Dangguishaoyao-San attenuates LPS-induced neuroinflammation via the TLRs/NF-κB signaling pathway.[Pubmed: 29857298]
Dangguishaoyao-San (DSS) is composed of six traditional Chinese medicines, including Angelica sinensis, Paeoniae radix, Rhizoma Ligusticum, Poria cocos, Rhizoma Atractylodis Macrocephalae, and Rhizoma Alismatis. DSS has been reported to be effective in alleviating the symptoms of Alzheimer's disease (AD). The aim of this study was to investigate the mechanism of action of DSS in vitro using lipopolysaccharide (LPS)-stimulated BV-2 microglia cells.
Carboxymethyl pachyman (CMP) reduces intestinal mucositis and regulates the intestinal microflora in 5-fluorouracil-treated CT26 tumour-bearing mice.[Pubmed: 29756138]

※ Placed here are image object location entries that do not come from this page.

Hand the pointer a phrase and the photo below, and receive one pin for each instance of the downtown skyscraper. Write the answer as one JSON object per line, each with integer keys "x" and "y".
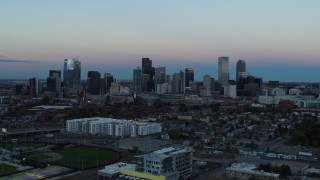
{"x": 71, "y": 73}
{"x": 189, "y": 76}
{"x": 137, "y": 80}
{"x": 148, "y": 73}
{"x": 223, "y": 70}
{"x": 241, "y": 68}
{"x": 93, "y": 82}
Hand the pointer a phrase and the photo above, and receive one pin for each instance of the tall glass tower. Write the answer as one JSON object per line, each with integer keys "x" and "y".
{"x": 137, "y": 80}
{"x": 223, "y": 70}
{"x": 71, "y": 73}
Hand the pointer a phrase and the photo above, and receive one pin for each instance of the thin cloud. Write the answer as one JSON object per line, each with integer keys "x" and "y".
{"x": 18, "y": 61}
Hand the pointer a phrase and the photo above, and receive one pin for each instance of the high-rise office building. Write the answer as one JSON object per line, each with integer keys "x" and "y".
{"x": 54, "y": 81}
{"x": 71, "y": 73}
{"x": 160, "y": 74}
{"x": 207, "y": 85}
{"x": 109, "y": 79}
{"x": 147, "y": 69}
{"x": 137, "y": 80}
{"x": 189, "y": 76}
{"x": 103, "y": 86}
{"x": 55, "y": 73}
{"x": 241, "y": 67}
{"x": 223, "y": 70}
{"x": 93, "y": 82}
{"x": 33, "y": 87}
{"x": 178, "y": 82}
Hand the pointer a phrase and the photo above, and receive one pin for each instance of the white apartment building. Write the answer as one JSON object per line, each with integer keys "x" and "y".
{"x": 176, "y": 161}
{"x": 112, "y": 127}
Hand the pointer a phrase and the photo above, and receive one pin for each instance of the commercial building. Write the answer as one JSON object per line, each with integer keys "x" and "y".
{"x": 137, "y": 80}
{"x": 111, "y": 171}
{"x": 160, "y": 74}
{"x": 148, "y": 72}
{"x": 112, "y": 127}
{"x": 241, "y": 68}
{"x": 247, "y": 171}
{"x": 33, "y": 87}
{"x": 175, "y": 161}
{"x": 164, "y": 88}
{"x": 142, "y": 144}
{"x": 54, "y": 81}
{"x": 178, "y": 83}
{"x": 71, "y": 73}
{"x": 93, "y": 82}
{"x": 223, "y": 70}
{"x": 189, "y": 76}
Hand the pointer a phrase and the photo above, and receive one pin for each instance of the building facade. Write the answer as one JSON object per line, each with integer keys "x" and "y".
{"x": 93, "y": 82}
{"x": 71, "y": 73}
{"x": 112, "y": 127}
{"x": 223, "y": 70}
{"x": 175, "y": 159}
{"x": 137, "y": 80}
{"x": 241, "y": 67}
{"x": 189, "y": 76}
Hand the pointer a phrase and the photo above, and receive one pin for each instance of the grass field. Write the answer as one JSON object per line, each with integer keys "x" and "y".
{"x": 23, "y": 145}
{"x": 6, "y": 169}
{"x": 77, "y": 158}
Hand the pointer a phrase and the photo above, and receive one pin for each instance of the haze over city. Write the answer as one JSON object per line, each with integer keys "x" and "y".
{"x": 112, "y": 36}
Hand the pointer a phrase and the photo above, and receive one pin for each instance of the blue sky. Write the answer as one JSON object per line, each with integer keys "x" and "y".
{"x": 278, "y": 39}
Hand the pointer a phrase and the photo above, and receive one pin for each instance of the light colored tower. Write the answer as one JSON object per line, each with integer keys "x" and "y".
{"x": 93, "y": 82}
{"x": 160, "y": 74}
{"x": 137, "y": 80}
{"x": 207, "y": 84}
{"x": 71, "y": 73}
{"x": 241, "y": 67}
{"x": 223, "y": 70}
{"x": 189, "y": 76}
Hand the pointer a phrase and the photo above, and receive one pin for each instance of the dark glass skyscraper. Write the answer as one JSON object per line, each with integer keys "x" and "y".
{"x": 189, "y": 76}
{"x": 54, "y": 81}
{"x": 241, "y": 67}
{"x": 93, "y": 83}
{"x": 137, "y": 80}
{"x": 148, "y": 70}
{"x": 71, "y": 73}
{"x": 223, "y": 70}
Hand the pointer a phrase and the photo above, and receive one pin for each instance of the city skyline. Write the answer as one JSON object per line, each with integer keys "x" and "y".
{"x": 278, "y": 37}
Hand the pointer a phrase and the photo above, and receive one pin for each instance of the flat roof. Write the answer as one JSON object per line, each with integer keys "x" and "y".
{"x": 115, "y": 168}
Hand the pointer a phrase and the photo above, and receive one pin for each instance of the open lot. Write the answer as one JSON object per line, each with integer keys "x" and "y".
{"x": 77, "y": 157}
{"x": 6, "y": 169}
{"x": 23, "y": 146}
{"x": 41, "y": 173}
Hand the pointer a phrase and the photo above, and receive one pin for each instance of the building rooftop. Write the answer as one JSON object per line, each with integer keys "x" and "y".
{"x": 250, "y": 168}
{"x": 115, "y": 168}
{"x": 169, "y": 151}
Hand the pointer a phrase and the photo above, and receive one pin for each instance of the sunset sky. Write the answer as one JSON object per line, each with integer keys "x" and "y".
{"x": 278, "y": 39}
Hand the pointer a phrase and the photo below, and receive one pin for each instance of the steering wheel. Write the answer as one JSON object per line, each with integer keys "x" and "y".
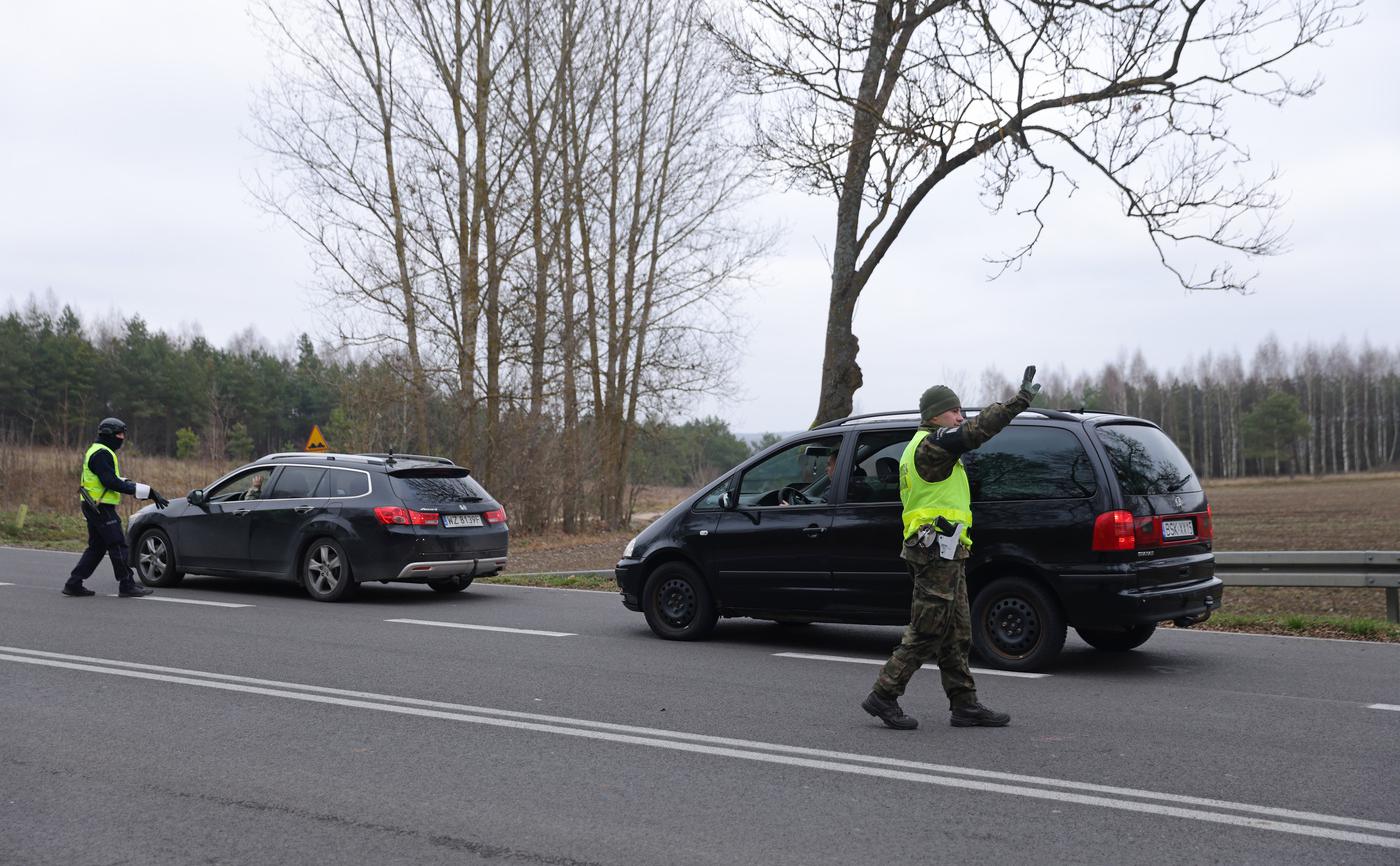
{"x": 791, "y": 495}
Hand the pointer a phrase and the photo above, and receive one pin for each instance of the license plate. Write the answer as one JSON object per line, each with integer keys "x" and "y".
{"x": 1178, "y": 529}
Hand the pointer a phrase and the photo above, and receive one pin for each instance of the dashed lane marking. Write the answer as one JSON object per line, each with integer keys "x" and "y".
{"x": 850, "y": 661}
{"x": 534, "y": 631}
{"x": 1057, "y": 791}
{"x": 112, "y": 595}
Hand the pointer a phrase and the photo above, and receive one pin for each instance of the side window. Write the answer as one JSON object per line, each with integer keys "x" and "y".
{"x": 296, "y": 483}
{"x": 342, "y": 483}
{"x": 875, "y": 469}
{"x": 247, "y": 486}
{"x": 800, "y": 474}
{"x": 1031, "y": 463}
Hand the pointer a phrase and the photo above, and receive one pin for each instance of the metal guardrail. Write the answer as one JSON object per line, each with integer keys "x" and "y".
{"x": 1364, "y": 568}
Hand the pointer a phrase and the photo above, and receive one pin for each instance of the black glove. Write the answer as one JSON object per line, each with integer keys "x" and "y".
{"x": 1028, "y": 388}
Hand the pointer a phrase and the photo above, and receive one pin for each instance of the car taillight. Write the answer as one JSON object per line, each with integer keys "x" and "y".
{"x": 1115, "y": 530}
{"x": 395, "y": 515}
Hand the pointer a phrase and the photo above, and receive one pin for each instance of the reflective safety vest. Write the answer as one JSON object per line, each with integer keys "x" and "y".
{"x": 926, "y": 501}
{"x": 93, "y": 484}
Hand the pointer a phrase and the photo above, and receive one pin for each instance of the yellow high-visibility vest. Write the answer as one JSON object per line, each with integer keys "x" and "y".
{"x": 93, "y": 484}
{"x": 926, "y": 501}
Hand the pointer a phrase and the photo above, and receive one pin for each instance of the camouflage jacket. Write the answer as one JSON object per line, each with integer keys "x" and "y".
{"x": 944, "y": 445}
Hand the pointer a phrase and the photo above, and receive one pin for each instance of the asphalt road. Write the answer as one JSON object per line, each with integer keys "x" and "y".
{"x": 549, "y": 726}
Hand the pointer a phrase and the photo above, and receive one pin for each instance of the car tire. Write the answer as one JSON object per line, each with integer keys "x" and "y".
{"x": 1017, "y": 624}
{"x": 1117, "y": 640}
{"x": 325, "y": 571}
{"x": 156, "y": 560}
{"x": 457, "y": 584}
{"x": 678, "y": 603}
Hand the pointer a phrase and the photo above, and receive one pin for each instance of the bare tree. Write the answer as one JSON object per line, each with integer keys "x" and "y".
{"x": 332, "y": 122}
{"x": 875, "y": 104}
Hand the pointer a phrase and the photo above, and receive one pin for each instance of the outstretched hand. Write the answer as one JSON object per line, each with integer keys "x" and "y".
{"x": 1028, "y": 386}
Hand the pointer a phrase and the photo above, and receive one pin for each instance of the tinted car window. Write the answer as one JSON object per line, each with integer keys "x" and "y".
{"x": 1147, "y": 460}
{"x": 343, "y": 483}
{"x": 1031, "y": 463}
{"x": 805, "y": 467}
{"x": 247, "y": 486}
{"x": 296, "y": 483}
{"x": 875, "y": 474}
{"x": 436, "y": 486}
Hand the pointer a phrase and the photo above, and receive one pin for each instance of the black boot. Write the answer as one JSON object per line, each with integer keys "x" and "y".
{"x": 976, "y": 715}
{"x": 888, "y": 711}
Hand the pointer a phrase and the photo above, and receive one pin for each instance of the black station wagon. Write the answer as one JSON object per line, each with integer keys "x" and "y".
{"x": 331, "y": 522}
{"x": 1085, "y": 519}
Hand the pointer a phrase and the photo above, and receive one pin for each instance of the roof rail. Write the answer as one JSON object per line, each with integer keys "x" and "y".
{"x": 870, "y": 414}
{"x": 398, "y": 456}
{"x": 1054, "y": 414}
{"x": 311, "y": 455}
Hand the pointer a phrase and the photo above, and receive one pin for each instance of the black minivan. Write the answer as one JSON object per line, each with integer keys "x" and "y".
{"x": 1085, "y": 519}
{"x": 328, "y": 521}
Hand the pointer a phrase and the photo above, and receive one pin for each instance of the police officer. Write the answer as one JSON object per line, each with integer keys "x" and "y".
{"x": 101, "y": 490}
{"x": 933, "y": 487}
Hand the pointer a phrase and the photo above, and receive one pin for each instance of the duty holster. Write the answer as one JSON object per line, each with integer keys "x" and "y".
{"x": 941, "y": 536}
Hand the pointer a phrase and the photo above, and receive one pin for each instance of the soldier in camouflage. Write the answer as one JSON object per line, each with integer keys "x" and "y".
{"x": 933, "y": 487}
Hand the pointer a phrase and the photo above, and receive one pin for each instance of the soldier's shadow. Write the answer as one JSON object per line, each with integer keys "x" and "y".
{"x": 870, "y": 642}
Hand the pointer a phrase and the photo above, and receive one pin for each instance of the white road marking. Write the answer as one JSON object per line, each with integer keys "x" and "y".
{"x": 112, "y": 595}
{"x": 534, "y": 631}
{"x": 772, "y": 753}
{"x": 850, "y": 661}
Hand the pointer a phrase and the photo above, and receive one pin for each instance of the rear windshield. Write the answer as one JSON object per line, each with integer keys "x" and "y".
{"x": 436, "y": 484}
{"x": 1147, "y": 460}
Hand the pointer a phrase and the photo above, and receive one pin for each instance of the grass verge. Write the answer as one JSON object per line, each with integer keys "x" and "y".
{"x": 1308, "y": 626}
{"x": 557, "y": 581}
{"x": 44, "y": 530}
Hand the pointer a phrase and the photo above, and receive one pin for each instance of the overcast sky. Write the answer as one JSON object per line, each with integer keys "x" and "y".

The compound 5-fluorouracil (5-FU) is the first choice chemotherapeutic agent for the treatment of colorectal cancer (CRC), but intestinal mucositis is a primary limiting factor in anticancer therapy. There is currently no broadly effective targeted treatment to cure this side effect. Carboxymethylated pachyman (CMP) is a polysaccharide that is modified from the structure of pachyman isolated from Poria cocos (Chinese name: Fu Ling). Meanwhile, recent studies have shown that CMP exhibits immune regulatory, anti-inflammatory and antioxidant activities. Therefore, the purpose of this study was to evaluate the intestinal protective effect of CMP in 5-FU-treated CT26 tumour-bearing mice and to further explore its underlying mechanism(s) of action. Initially, a CT26 colon carcinoma xenograft mice model was established. The colon length, colon tissue injury, intestinal flora, short-chain fatty acids (SCFAs) and indicators linked to inflammation, antioxidation and apoptosis were then measured. Our results showed that CMP in combination with 5-FU reversed intestinal shortening (p < 0.01) and alleviated 5-FU-induced colon injury (p < 0.001) via suppression of ROS production; increasing the levels of CAT, GSH-Px and GSH; decreasing expression of NF-κB, p-p38 and Bax; and elevating the levels of Nrf2 and Bcl-2. More importantly, CMP had a significant impact and counteracted the intestinal microflora disorders produced by 5-FU by increasing the proportion of Bacteroidetes, lactobacilli, and butyric acid-producing and acetic acid-producing bacteria and restoring the intestinal flora diversity. Overall, this work suggested that CMP could regulate the ecological balance of the intestinal flora and reduce colon injuries induced by 5-FU in CT26 tumour-bearing mice, and the mechanism involved may be associated with the regulation of the NF-κB, Nrf2-ARE and MAPK/P38 pathways.